Mistérios do passado rondam a reunião familiar, marcada por situações surpreendentes, como a cura repentina da mãe. A trama trabalha com insinuações ao gênero sobrenatural, que não se concretizam, são muito mais imagens encobertas por mistério, sombras que se dissipam deixando a sensação de paranóia e medo que ronda os segredos da família. O filme de estreia da diretora polonesa Jagoda Szelc é completamente aberto aos caminhos que o passado remete, como na lenta caminhada coletiva no final do filme. 

Torre. Um dia brilhante (Wieża. Jasny Dzień, Polônia, 2017), de Jagoda Szelc. Com Anna Krotoska (Mula), Małgorzata Szczerbowska (Kaja), Anna Zubrzycki (Ada), Dorota Łukasiewicz-Kwietniewska (Anna), Rafał Kwietniewski (Andrzej), Michał Rafal Cieluch (Michał), Laila Hennessy (Nina).

Kanal

Dois aspectos chamam a atenção na trilogia da guerra do diretor polonês Andrzej Wajda, composta pelos filmes Geração (1954), Kanal (1957) e Cinzas e Diamantes (1958).

O primeiro é a certa irresponsabilidade romântica de uma geração de jovens cineastas recém saídos da escola polonesa de cinema. Andrzej Wajda decidiu cortar do roteiro de Kanal uma cena noturna de batalha porque era impossível ver os tiros de festim sendo disparados. A equipe de produção então isolou a área e a cena foi gravada com munição.
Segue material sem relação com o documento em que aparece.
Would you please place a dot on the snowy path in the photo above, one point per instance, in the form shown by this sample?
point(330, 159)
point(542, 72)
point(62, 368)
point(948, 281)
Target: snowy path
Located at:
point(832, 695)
O que se vê na tela são lampejos, pequenos raios cortando a noite, tiros de verdade.

O segundo aspecto é esse cinema carregado de simbolismo político. Kanal conta a história de um pequeno batalhão do exército polonês, cerca de 40 combatentes, durante o levante de Varsóvia, no final da Segunda Guerra Mundial. Para escapar dos nazistas, os soldados se refugiam nos esgotos da cidade. No início do filme, os personagens passam enfileirados pela câmera e narração em off antecipa que estamos vendo as últimas horas da vida daqueles soldados.

Em outra sequência, no final do filme, Bússola, jovem soldado, está mortalmente ferido e é amparado por Margarida, sua namorada, dentro dos esgotos. Eles se arrastam, a cena é escura. Avistam um clarão de luz. A saída. Margarida sorri, levanta Bússola e o beija: “nós vamos viver”. Corta para imagem de uma grade de ferro, impedindo a fuga para o Rio Vístula. Ao se dar conta da situação, Margarida diz: “não abra os olhos, está muito claro”. Ela segura as grades com as duas mãos, um close mostra seu olhar perdido. Andrzej Wajda comenta a cena.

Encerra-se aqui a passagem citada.